Chapitre 16 (partie 3/3) - Pluie
Ses compagnons quittèrent la résidence et se dirigeaient vers Helja. Luba la rattrapa en première :
— Qu'est ce qu'il y a ? Qu'as-tu vu ?
— Cette lâche, marmonna-t-elle
La colère prenait rapidement place à l'angoisse.
— Que s'est-t-il passé ? répéta la métamorphe.
— Rien. Il ne s'est absolument rien passé.
— Tu devrais sûrement nous en parler Helja, nous sommes tes amis, intervint Bastet.
— Je vous dis qu'il ne s'est rien passé, vous êtes sourds ?
Et sur ces mots, Helja s'éloigna pour rejoindre Pontes, se remémorant sans cesse ce qu'elle venait de voir.
Ils volèrent deux chevaux en ville puis galopèrent jusqu'à Masselia. Pendant les quatre jours et demi de voyage, Helja ne discuta quasiment pas, trop perdue dans ses pensées. Jamais elle n'avait envisagé qu'un jour, elle pourrait mourir. Pas qu'elle ait cru que la mort ne la rattraperait pas, tout le monde devait y passer et elle était bien placée pour le savoir, mais pour elle, ce moment semblait fort lointain.
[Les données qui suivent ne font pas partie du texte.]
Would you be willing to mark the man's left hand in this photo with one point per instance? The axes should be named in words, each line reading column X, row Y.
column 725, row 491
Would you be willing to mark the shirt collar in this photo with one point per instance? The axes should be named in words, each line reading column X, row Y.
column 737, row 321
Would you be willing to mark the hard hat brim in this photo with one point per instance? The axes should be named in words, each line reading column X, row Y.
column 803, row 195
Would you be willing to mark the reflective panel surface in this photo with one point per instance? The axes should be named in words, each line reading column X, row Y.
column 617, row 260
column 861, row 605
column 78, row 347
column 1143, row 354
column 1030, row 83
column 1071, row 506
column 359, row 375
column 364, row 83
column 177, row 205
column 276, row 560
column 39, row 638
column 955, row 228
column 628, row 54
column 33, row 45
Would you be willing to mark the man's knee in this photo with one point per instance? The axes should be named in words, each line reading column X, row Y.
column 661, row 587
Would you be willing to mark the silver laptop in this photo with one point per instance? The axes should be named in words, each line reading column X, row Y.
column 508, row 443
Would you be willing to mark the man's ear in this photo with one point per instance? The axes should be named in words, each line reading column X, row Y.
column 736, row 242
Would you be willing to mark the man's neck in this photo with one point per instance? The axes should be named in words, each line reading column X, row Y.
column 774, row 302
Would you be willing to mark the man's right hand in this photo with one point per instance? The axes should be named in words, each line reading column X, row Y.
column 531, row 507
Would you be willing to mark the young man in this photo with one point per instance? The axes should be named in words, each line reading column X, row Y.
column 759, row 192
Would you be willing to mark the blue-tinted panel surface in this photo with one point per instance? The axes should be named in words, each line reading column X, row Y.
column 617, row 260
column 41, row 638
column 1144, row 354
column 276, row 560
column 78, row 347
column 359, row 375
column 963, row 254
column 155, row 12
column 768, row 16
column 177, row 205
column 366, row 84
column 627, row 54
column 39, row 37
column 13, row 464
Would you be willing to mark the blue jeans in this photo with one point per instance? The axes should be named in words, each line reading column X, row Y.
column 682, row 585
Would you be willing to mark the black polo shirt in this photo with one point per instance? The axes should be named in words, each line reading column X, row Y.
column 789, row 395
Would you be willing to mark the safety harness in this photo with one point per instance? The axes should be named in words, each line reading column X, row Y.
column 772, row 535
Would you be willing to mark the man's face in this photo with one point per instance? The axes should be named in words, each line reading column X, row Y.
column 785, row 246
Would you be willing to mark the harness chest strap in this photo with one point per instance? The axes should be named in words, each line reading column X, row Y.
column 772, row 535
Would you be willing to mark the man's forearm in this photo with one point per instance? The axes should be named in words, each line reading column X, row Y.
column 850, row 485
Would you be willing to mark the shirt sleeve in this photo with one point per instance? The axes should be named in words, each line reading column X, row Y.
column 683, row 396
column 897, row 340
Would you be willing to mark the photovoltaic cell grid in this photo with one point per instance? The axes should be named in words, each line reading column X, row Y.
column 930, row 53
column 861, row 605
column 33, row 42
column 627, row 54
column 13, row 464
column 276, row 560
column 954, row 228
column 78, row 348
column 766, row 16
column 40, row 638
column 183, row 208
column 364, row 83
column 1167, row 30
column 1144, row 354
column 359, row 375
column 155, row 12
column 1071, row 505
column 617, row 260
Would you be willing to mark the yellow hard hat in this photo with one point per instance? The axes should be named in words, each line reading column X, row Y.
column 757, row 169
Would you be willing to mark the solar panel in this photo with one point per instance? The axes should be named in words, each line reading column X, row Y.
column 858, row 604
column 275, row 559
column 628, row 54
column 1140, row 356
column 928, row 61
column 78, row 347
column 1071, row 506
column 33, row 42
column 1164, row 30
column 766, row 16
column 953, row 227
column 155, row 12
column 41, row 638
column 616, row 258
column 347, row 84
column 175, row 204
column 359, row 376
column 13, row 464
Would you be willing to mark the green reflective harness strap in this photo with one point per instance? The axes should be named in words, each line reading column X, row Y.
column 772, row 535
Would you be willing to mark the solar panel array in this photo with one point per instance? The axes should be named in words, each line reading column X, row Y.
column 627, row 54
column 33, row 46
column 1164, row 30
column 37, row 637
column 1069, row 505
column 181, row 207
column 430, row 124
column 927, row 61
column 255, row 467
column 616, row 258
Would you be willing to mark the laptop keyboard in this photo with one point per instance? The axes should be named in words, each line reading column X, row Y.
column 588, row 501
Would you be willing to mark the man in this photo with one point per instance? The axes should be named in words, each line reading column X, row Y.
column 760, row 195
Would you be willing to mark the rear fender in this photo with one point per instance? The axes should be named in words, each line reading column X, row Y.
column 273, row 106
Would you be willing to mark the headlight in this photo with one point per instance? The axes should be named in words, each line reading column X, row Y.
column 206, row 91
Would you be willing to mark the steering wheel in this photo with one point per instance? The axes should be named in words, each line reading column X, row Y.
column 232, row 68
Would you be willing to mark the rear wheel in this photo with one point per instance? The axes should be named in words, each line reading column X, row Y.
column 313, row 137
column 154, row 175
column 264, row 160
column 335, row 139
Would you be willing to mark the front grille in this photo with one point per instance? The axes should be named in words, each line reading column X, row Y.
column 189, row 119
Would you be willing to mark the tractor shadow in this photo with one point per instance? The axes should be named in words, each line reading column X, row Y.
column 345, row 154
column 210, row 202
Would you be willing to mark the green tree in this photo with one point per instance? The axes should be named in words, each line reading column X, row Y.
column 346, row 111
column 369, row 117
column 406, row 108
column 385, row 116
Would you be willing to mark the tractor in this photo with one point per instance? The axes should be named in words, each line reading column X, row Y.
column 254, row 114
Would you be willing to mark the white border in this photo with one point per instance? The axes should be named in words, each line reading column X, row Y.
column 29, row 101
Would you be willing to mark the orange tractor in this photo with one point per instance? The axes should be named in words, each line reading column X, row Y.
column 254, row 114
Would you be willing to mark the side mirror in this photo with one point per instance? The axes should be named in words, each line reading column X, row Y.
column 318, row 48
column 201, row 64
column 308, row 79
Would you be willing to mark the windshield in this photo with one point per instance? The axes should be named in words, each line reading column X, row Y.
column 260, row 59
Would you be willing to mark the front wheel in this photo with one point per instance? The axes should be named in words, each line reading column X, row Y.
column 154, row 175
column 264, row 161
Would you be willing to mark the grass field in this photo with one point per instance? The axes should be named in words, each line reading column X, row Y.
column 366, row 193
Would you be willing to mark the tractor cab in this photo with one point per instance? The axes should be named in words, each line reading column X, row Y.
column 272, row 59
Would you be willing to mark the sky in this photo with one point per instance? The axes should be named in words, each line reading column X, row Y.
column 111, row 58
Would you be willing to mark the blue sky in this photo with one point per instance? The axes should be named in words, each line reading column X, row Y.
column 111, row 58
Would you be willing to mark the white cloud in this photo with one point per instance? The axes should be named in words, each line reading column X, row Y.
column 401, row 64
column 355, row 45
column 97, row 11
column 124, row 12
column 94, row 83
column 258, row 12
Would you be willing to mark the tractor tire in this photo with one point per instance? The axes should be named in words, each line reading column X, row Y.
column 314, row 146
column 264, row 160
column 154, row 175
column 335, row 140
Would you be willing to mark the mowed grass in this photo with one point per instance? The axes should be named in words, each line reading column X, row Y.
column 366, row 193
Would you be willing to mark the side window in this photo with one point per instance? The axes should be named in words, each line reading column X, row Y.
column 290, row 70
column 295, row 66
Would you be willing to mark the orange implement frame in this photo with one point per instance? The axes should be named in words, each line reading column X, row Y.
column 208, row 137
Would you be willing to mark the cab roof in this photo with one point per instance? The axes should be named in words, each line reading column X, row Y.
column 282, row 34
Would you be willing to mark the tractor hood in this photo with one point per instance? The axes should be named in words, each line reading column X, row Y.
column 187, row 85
Tellement loin qu'il n'arriverait pas avant qu'elle ne devienne à son tour une vieille sorcière. Pourtant, dans sa vision, son visage paraissait jeune, comme si la faucheuse l'attendait déjà à sa porte. Comment Médée pourrait en venir à de telles extrémités ? Et pourquoi ?
Helja tenta de se rassurer en se répétant en boucle que le destin n'était pas quelque chose d'écrit, quelque chose de fixe. Si elle avait eu cette vision, c'était justement pour changer son avenir. Elle essayait de se convaincre, mais elle avait du mal à l'intégrer aussi bien qu'elle l'aurait voulu.
Tous les soirs, ils dormaient à la belle étoile et installaient des campements provisoires. Le plus souvent, c'était la sorcière qui s'occupait de chasser le repas, désirant se retrouver seule. Les uniques moments où elle daignait leur adresser la parole c'était lors des entraînements. Ne sachant pas quels nouveaux dangers les attendaient, ils devaient tous se préparer au combat. Mais loin d'avoir pardonné Helja, Charlie préféra apprendre auprès de Luba.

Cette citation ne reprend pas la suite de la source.